Karena itu, JK kembali menyebutkan besar utang saat ini masih normal. "Jadi, soal utang, itu biasa saja. Kan kita ada batasnya," ucapnya. "Kalau Anda lihat negara lain, malah ada yang sampai 100 persen, seperti Jepang." Pada 2017, persentase utang Jepang terhadap GDP lebih-kurang 230 persen.
Di era pemerintahan Presiden Joko Widodo, dicanangkan proyek infrastruktur besar-besaran. Proyek infrastruktur itu untuk menggenjot pertumbuhan ekonomi serta menghilangkan ketimpangan ekonomi antara Indonesia bagian barat dan bagian timur.

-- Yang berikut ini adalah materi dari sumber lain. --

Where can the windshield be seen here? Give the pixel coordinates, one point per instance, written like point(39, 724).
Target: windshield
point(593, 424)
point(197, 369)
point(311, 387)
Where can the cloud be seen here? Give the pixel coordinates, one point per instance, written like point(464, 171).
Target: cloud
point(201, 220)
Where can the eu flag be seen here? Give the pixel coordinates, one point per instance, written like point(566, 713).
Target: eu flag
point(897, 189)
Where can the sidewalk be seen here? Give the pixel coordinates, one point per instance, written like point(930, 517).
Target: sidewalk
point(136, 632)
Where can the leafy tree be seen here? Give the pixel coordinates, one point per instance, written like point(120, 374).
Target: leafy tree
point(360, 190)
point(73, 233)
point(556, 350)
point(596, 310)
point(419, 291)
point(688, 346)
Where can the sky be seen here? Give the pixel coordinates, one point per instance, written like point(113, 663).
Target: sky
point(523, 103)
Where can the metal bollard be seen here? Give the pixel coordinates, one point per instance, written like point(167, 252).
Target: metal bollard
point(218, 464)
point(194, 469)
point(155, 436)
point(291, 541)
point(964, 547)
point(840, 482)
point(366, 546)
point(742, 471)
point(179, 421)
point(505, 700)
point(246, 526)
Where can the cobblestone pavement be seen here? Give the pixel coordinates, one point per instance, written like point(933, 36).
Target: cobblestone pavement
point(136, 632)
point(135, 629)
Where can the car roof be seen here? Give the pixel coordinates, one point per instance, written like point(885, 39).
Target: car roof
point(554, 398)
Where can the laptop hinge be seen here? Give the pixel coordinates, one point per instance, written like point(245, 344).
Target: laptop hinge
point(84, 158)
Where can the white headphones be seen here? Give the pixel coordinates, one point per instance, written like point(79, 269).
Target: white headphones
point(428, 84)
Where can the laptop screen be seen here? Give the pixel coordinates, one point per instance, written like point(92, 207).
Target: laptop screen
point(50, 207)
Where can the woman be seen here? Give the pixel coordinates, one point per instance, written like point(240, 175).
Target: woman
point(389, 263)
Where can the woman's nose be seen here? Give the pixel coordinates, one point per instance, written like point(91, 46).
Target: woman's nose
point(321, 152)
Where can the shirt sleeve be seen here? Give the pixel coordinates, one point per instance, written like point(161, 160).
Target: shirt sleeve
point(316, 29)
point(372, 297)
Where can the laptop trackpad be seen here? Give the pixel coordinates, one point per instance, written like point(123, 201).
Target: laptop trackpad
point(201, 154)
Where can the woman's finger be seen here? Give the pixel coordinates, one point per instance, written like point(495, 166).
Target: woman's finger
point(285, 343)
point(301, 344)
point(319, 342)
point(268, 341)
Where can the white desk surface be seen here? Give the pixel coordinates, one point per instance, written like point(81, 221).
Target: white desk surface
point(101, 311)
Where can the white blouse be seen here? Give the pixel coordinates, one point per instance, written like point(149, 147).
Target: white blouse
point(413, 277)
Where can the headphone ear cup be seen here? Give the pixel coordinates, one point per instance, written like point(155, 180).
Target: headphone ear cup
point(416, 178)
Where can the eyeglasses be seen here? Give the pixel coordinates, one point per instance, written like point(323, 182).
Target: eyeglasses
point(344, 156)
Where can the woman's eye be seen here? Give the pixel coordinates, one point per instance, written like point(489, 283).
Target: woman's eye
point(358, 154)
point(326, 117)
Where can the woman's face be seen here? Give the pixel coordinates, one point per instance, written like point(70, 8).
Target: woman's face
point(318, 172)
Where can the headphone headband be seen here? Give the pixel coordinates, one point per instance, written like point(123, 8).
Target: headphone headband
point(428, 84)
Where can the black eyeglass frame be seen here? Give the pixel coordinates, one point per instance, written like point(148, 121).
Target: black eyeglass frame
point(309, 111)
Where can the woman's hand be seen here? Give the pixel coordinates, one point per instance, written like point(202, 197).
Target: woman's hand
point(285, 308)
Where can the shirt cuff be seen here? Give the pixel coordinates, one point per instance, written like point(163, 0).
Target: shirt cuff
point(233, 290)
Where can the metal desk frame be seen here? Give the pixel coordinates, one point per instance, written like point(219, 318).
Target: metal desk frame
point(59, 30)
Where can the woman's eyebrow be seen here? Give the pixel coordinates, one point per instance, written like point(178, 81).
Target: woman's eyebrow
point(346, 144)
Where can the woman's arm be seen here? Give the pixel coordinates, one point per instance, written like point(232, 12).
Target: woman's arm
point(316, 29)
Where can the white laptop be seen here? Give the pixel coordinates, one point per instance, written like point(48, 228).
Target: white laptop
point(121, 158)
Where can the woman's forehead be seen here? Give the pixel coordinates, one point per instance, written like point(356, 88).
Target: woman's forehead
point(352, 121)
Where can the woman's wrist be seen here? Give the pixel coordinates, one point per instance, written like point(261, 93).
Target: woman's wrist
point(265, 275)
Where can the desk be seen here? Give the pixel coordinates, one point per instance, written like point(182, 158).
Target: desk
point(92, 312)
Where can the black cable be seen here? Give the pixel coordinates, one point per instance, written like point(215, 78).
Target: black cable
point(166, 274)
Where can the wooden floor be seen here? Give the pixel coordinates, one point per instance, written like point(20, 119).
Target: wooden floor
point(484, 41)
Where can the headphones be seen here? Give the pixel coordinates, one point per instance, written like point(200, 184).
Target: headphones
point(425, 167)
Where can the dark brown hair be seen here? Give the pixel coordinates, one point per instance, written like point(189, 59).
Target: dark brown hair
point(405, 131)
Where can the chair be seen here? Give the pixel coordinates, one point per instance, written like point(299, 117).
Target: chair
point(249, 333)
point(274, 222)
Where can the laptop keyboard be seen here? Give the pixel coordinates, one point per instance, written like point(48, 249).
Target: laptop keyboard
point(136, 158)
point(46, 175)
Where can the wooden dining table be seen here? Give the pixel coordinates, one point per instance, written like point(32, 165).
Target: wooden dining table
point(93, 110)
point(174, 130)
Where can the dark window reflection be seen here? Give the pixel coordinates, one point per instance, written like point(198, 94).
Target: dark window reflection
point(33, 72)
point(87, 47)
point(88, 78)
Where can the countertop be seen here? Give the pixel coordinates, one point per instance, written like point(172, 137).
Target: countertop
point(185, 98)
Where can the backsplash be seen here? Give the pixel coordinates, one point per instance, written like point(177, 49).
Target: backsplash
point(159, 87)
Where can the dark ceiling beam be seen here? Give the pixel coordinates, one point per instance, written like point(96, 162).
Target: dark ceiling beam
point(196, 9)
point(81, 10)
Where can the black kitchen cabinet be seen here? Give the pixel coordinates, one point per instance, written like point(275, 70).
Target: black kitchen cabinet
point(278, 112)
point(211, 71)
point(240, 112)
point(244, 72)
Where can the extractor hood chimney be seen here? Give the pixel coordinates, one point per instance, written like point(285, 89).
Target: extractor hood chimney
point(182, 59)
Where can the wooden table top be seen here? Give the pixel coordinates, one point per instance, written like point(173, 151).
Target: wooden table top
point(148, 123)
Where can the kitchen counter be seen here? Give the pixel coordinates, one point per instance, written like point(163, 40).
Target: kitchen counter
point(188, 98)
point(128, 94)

Secara garis besar, proyek infrastruktur yang dicanangkan terdiri atas 1.000 kilometer jalan tol, 3.000 kilometer rel kereta, 24 pelabuhan, 15 bandara, dan 35 ribu megawatt pembangkit listrik.
Untuk mewujudkan proyek-proyek itu, Jokowi pernah menyatakan dibutuhkan anggaran lebih-kurang Rp 4.500 triliun. Ia juga mengharapkan sebagian di antaranya bisa ditutupi dengan investasi dari swasta.
Sebelumnya, Menteri Keuangan Sri Mulyani mengatakan biaya infrastruktur lebih dari Rp 4.700 triliun untuk dua tahun ke depan. Masalahnya, anggaran pemerintah pusat dan daerah hanya sanggup menanggung 41,3 persen dari jumlah itu. Sedangkan BUMN hanya berkontribusi 22 persen dari total dana yang dibutuhkan.
"Kami masih butuh dana dari sektor swasta lebih dari Rp 1.700 triliun atau sekitar 36 persen dari total kebutuhan infrastruktur dari 2015 sampai 2019," kata Sri Mulyani saat menyampaikan sambutannya dalam sewindu PT Sarana Multi Infrastruktur di Hotel Ritz-Carlton, Jakarta Selatan, akhir Maret lalu.